Entschieden die meisten Industrieroboter tun in der Automobilfertigung ihren Dienst. Für etwa 70.000 Mark bietet Dietrich Reddies von der Firma „Positek“ ein etwa ein bis zwei Meter hohes Gerät mit sechs Gelenken an. Punktgenau kann der staksige Arm die Kanten eines vor ihm liegenden Karosserieteils orten und bei 1.300 Grad Celsius mit einem Draht zusammenschweißen. Sein immer gleiches Arbeitsprogramm ist in einem grünen Kasten gespeichert; kommt dem Roboter ein Mensch in die Quere, stoppt er zunächst und kann dann – anders als seine Vorgänger – weiterarbeiten, ohne in die Ausgangsposition zurückzugehen. „Er wird nie krank, kann vierundzwanzig Stunden am Tag durchhalten und ist exakter als jeder Arbeiter“, wirbt der Verkaufsleiter für sein Produkt.

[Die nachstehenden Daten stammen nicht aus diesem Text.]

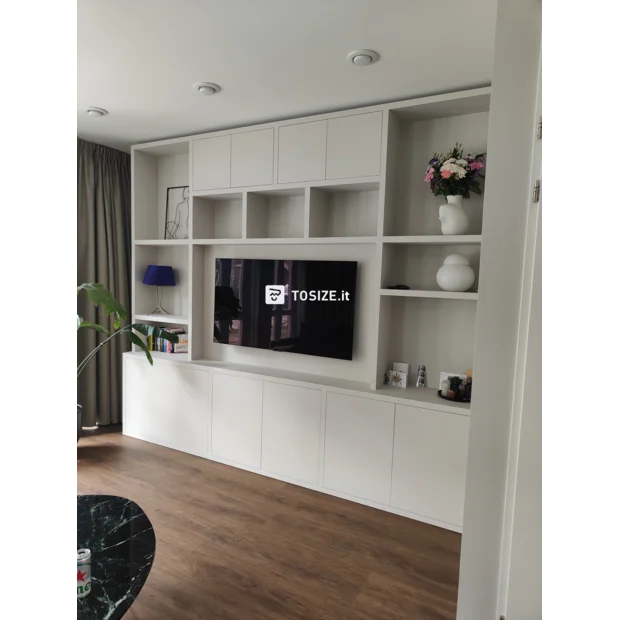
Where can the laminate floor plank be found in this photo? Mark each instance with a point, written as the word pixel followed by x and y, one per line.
pixel 233 545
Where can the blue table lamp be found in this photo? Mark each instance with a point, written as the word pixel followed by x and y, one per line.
pixel 159 275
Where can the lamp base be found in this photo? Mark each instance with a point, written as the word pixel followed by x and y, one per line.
pixel 159 309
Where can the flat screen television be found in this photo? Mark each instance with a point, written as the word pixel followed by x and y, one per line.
pixel 294 306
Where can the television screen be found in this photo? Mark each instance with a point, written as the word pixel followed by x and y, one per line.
pixel 297 306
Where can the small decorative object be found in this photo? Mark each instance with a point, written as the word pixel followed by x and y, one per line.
pixel 159 275
pixel 455 386
pixel 397 379
pixel 401 367
pixel 421 378
pixel 456 274
pixel 454 176
pixel 177 213
pixel 82 573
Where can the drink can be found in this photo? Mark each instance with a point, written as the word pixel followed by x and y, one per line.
pixel 82 574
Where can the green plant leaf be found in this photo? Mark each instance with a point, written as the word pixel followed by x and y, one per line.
pixel 153 330
pixel 99 328
pixel 140 343
pixel 98 294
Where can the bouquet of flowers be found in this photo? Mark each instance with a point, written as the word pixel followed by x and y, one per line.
pixel 455 175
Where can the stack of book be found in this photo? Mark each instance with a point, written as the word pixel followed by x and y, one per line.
pixel 165 346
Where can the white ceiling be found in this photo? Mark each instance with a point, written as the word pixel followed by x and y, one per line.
pixel 274 59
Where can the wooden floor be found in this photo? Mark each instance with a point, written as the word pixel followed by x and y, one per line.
pixel 238 546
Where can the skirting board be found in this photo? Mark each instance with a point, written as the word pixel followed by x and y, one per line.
pixel 351 498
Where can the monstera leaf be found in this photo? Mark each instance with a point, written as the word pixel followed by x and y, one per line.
pixel 99 295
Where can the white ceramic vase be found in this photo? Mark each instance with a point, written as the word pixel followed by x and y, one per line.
pixel 456 275
pixel 454 220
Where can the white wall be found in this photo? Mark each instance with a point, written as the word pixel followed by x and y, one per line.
pixel 511 139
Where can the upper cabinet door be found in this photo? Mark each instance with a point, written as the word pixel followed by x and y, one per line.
pixel 354 146
pixel 252 158
pixel 301 152
pixel 211 163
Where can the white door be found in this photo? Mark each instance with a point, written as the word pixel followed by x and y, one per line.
pixel 354 146
pixel 237 419
pixel 359 437
pixel 167 405
pixel 252 158
pixel 291 431
pixel 211 163
pixel 301 152
pixel 430 463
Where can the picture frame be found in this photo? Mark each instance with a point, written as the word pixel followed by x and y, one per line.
pixel 176 224
pixel 397 379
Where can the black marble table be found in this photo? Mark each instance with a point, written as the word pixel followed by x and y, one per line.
pixel 122 543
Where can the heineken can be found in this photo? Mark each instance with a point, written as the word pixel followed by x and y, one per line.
pixel 82 573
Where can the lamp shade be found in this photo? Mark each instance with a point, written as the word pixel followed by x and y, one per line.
pixel 159 275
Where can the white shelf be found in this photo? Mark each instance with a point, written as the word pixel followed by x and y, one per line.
pixel 162 242
pixel 437 239
pixel 390 292
pixel 162 318
pixel 288 241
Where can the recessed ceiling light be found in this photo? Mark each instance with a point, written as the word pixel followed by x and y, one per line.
pixel 96 112
pixel 363 58
pixel 207 88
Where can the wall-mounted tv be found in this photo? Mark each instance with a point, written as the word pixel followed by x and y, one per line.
pixel 294 306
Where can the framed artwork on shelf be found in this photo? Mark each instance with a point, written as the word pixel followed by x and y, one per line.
pixel 177 213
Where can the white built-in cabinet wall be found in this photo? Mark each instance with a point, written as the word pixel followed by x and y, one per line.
pixel 337 148
pixel 341 186
pixel 404 459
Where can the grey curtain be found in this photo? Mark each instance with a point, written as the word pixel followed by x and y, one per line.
pixel 104 255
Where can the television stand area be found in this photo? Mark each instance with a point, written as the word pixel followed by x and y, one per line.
pixel 345 186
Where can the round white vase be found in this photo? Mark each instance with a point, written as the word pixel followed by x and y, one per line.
pixel 456 275
pixel 454 220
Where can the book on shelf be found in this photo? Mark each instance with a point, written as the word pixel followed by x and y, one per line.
pixel 165 346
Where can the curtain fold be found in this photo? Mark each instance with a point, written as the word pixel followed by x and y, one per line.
pixel 104 255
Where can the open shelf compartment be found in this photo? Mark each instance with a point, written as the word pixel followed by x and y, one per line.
pixel 414 134
pixel 162 175
pixel 349 210
pixel 438 333
pixel 277 214
pixel 218 216
pixel 416 265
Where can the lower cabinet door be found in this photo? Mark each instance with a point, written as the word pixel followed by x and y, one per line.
pixel 358 446
pixel 291 431
pixel 430 463
pixel 167 405
pixel 236 419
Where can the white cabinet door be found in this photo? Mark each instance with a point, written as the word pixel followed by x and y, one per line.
pixel 354 146
pixel 190 410
pixel 430 462
pixel 358 446
pixel 301 152
pixel 211 163
pixel 291 431
pixel 236 419
pixel 252 158
pixel 167 405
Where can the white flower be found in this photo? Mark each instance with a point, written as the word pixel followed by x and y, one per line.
pixel 458 171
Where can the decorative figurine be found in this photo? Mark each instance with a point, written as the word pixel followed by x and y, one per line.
pixel 421 380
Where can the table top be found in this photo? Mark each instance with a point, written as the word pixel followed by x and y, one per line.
pixel 122 544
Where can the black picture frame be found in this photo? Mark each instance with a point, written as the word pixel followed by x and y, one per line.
pixel 179 224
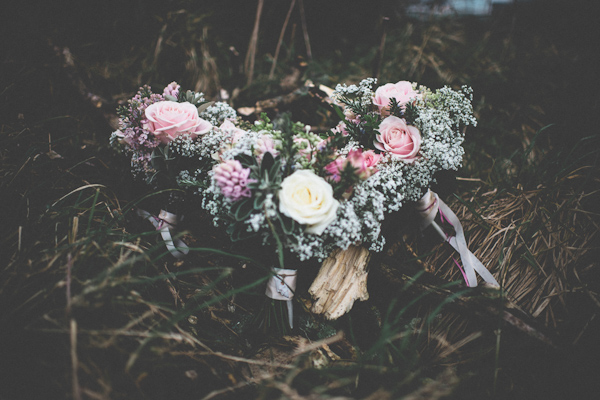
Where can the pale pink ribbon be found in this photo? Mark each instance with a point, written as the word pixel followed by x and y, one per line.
pixel 428 207
pixel 282 286
pixel 164 223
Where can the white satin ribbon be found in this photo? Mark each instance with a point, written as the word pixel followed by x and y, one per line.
pixel 428 207
pixel 164 223
pixel 282 286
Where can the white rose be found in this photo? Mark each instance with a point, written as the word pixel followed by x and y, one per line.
pixel 308 199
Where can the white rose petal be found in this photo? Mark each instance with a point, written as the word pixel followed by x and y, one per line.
pixel 308 199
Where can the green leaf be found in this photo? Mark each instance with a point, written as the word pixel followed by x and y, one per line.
pixel 339 112
pixel 204 106
pixel 287 224
pixel 245 160
pixel 259 200
pixel 267 163
pixel 242 209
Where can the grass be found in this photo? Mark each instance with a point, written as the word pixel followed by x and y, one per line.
pixel 93 306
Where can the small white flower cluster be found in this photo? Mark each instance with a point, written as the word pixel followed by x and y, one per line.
pixel 363 92
pixel 218 112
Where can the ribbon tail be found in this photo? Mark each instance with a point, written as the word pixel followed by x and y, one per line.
pixel 290 313
pixel 176 247
pixel 471 263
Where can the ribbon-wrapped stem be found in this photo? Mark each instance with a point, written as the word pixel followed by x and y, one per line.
pixel 166 223
pixel 281 286
pixel 428 207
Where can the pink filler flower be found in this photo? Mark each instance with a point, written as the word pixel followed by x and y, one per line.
pixel 232 179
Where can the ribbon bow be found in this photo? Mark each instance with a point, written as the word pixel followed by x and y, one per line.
pixel 428 207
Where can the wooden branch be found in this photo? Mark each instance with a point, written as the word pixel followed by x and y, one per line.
pixel 305 30
pixel 251 54
pixel 341 281
pixel 287 19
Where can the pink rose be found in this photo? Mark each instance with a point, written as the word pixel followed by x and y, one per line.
pixel 371 158
pixel 264 144
pixel 398 139
pixel 341 128
pixel 303 146
pixel 401 91
pixel 169 119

Obwohl gerade in der Automobilindustrie heftig rationalisiert, das heißt entlassen wurde, ging im letzten Jahr in Deutschland der Absatz von Robotern um 17 Prozent zurück. Investitionen wurden vor allem in den mittelständischen Betrieben zurückgestellt. Seit ein paar Monaten weist aber die Auftragskurve wieder steil nach oben: 30 Prozent mehr Bestellungen als im Vorjahr gingen bei den Firmen ein.

Die Zuwächse sind allerdings ausschließlich auf ausländische Nachfrager zurückzuführen; in Deutschland sinkt die Zahl der Abnehmer nach wie vor. Aber ein Firmensprecher frohlockt dennoch, wenn er über die längerfristigen Perspektiven des Inlandsmarktes spricht: „Wir sind die Rationalisierungsbranche, die gefragt ist, wenn es darum geht, auf steigende Lohnkosten zu reagieren.“

Nicht stationär arbeiten die Kollegen der Industrieroboter im Dienstleistungssektor. Die autonom navigierende Reinigungsmaschine der Firma „Hako“ aus Bad Oldesloe soll in drei Jahren serienreif sein und dann Turnhallen und U-Bahnsteige putzen. Ein Arbeiter muß zunächst die orange- schwarze Kiste auf Rädern einmal um den zu säubernden Bereich herumfahren, bevor sie die dazwischenliegende Fläche selbständig schrubbt. Steht ein Mensch oder ein Papierkorb im Weg, bremst der Roboter und braucht einen neuen Startbefehl, um weiterzuarbeiten. Auch hier geht es darum, menschliche Arbeitskraft und damit Lohn einzusparen.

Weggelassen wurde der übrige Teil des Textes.